Sin embargo, en esta retraída y amable amistad había una excepción: pensaba constantemente en la muchacha del café que se sentaba a la mesa bajo las buganvillas. Aunque frecuentaba diversos establecimientos del puerto, asistía con más frecuencia al primero que escogió. En varias ocasiones había visto a la joven inglesa. Llegaba siempre a última hora de la noche y se sentaba a la misma mesa, hasta que casi todos se habían marchado. Aunque para él constituía un misterio, comprendía que no lo era para los demás.

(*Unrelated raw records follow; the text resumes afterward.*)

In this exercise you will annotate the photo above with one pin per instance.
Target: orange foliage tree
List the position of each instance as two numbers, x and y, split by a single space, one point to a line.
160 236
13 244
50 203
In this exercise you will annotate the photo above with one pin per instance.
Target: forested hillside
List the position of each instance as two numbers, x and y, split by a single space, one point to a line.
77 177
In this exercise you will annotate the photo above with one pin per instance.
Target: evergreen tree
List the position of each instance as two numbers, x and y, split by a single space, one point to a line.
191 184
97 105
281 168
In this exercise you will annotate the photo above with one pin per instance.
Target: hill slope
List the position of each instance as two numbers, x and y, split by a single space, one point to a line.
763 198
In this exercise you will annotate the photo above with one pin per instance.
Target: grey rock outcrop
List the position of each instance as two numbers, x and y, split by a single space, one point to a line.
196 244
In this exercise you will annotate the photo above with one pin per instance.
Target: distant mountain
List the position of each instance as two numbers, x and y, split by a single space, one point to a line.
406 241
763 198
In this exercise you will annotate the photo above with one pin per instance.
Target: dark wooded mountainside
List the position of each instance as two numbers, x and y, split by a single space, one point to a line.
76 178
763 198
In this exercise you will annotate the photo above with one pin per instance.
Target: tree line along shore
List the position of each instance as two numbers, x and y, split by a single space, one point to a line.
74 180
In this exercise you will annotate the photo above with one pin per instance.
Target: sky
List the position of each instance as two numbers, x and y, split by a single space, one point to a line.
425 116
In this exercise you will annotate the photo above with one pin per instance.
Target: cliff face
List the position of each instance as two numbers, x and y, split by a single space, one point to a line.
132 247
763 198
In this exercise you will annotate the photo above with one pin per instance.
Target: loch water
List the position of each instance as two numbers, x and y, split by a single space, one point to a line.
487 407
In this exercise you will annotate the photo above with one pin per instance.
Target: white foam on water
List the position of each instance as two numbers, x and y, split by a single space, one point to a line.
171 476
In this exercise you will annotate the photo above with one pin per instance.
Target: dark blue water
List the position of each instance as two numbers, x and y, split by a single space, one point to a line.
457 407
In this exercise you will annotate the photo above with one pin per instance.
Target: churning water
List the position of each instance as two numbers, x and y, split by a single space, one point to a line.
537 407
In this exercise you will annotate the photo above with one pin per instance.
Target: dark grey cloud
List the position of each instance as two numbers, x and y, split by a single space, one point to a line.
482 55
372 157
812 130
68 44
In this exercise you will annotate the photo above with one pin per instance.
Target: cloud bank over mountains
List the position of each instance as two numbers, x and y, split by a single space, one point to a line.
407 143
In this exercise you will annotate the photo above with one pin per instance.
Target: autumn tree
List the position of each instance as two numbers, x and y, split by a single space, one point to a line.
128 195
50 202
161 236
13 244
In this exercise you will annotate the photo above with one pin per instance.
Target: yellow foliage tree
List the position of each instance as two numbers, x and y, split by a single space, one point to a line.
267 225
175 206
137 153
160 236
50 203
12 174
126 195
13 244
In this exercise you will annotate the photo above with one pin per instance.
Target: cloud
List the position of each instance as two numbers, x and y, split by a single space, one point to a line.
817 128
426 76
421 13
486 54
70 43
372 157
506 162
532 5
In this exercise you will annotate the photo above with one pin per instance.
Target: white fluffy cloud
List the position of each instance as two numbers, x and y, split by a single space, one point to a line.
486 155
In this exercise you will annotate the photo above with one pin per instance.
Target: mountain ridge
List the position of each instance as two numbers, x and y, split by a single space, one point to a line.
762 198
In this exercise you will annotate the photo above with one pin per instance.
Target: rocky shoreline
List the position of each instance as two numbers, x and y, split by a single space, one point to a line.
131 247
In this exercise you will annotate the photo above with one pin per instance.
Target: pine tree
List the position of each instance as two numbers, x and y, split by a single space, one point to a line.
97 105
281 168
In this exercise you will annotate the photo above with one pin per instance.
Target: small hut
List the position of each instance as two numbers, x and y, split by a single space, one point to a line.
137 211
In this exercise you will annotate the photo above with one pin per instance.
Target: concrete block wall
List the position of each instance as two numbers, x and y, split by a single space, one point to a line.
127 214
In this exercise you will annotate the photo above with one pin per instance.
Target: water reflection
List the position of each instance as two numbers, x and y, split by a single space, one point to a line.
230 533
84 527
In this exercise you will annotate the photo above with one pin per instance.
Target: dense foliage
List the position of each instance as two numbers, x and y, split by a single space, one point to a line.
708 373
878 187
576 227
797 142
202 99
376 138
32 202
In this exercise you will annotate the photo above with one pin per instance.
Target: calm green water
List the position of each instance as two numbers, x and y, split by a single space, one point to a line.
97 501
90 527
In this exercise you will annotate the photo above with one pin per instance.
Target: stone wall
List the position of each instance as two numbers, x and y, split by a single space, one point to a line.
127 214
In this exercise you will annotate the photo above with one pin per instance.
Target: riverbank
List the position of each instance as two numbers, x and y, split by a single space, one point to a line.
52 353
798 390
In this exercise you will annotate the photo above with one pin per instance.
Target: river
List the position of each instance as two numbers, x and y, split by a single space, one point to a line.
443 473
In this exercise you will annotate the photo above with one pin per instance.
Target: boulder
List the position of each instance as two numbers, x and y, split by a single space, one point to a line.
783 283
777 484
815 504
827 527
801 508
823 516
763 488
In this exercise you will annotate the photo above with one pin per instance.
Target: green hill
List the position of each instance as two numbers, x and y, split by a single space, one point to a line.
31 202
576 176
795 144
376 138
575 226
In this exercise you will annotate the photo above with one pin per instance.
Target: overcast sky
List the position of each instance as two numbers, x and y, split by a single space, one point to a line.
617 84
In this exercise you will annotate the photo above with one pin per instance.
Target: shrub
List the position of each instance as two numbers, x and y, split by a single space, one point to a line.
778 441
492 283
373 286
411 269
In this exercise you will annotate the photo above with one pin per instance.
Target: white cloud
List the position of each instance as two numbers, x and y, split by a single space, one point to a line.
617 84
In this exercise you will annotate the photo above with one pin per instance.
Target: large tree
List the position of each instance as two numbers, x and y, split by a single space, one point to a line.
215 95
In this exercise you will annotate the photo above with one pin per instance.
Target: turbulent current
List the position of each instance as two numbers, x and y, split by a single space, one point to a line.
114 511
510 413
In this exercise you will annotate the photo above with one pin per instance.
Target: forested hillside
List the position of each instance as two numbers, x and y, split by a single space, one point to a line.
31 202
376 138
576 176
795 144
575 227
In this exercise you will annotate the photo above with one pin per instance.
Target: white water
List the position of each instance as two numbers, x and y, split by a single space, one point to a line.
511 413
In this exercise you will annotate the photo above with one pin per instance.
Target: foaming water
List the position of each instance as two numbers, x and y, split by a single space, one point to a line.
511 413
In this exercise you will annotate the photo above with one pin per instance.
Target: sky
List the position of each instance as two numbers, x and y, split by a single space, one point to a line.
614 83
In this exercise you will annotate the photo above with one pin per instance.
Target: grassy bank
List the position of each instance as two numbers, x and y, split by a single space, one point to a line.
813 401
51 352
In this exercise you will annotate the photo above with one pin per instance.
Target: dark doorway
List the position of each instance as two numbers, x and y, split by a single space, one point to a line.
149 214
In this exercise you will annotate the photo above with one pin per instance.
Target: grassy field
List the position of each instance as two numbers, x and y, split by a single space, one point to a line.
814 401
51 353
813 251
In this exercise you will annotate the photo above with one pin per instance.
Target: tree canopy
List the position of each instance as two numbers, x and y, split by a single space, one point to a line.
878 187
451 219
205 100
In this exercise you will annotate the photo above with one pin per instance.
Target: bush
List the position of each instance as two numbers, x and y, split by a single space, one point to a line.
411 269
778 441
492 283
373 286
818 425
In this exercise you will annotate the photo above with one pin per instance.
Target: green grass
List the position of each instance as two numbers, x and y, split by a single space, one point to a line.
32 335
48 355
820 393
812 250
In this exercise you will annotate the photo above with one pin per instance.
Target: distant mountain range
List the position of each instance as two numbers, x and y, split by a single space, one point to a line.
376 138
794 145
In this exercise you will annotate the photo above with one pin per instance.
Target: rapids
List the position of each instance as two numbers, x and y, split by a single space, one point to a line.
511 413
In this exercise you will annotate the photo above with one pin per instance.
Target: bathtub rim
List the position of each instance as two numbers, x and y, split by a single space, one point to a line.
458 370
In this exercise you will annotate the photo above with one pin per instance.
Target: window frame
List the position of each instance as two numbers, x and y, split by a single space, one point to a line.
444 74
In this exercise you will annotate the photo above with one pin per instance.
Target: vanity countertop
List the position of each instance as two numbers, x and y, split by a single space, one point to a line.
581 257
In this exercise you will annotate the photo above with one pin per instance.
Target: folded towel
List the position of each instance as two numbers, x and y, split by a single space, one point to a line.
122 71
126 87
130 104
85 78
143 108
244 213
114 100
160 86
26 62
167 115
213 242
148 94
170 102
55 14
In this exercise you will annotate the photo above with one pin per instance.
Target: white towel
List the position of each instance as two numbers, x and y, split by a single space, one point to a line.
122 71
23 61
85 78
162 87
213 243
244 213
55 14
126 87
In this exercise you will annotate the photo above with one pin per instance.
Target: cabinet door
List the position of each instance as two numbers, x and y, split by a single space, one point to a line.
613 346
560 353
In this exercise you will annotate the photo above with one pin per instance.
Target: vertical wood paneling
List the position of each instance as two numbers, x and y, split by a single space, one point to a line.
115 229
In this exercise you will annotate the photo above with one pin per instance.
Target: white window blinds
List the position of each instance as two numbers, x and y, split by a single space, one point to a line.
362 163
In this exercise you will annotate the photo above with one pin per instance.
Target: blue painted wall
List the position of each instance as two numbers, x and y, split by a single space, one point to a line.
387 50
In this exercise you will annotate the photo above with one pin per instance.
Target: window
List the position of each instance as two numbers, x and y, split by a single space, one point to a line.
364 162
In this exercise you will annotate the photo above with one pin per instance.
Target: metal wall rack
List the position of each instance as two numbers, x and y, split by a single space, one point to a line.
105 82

Un día le preguntó al camarero:

—La señora que se sienta allí, ¿es inglesa?

—Sí, señor.

—¿Vive en la isla?

—En efecto.

—¿No viene todas las noches?

A lo que el camarero había contestado muy serio:

—Viene cuando puede.

Fue una respuesta curiosa que hizo meditar a Llewellyn.

No preguntó su nombre. Si el camarero hubiera querido que lo conociera ya le habría dicho: «La señora se llama Fulana de Tal y vive en tal y cual sitio». Desde el momento que no se lo dijo consideró que existía una razón para no dar su nombre a un extranjero. En cambio preguntó:

—¿Qué bebe?

—Coñac —respondió rápido el chico, y se marchó. Llewellyn pagó la consumición y se despidió. Pasó por entre las mesas y se detuvo un momento antes de abandonar el establecimiento. De pronto, giró sobre los talones y con paso firme y decidido se acercó a la mesa cubierta de buganvillas.

—¿Le importaría que me sentara unos momentos para hablar con usted? —dijo.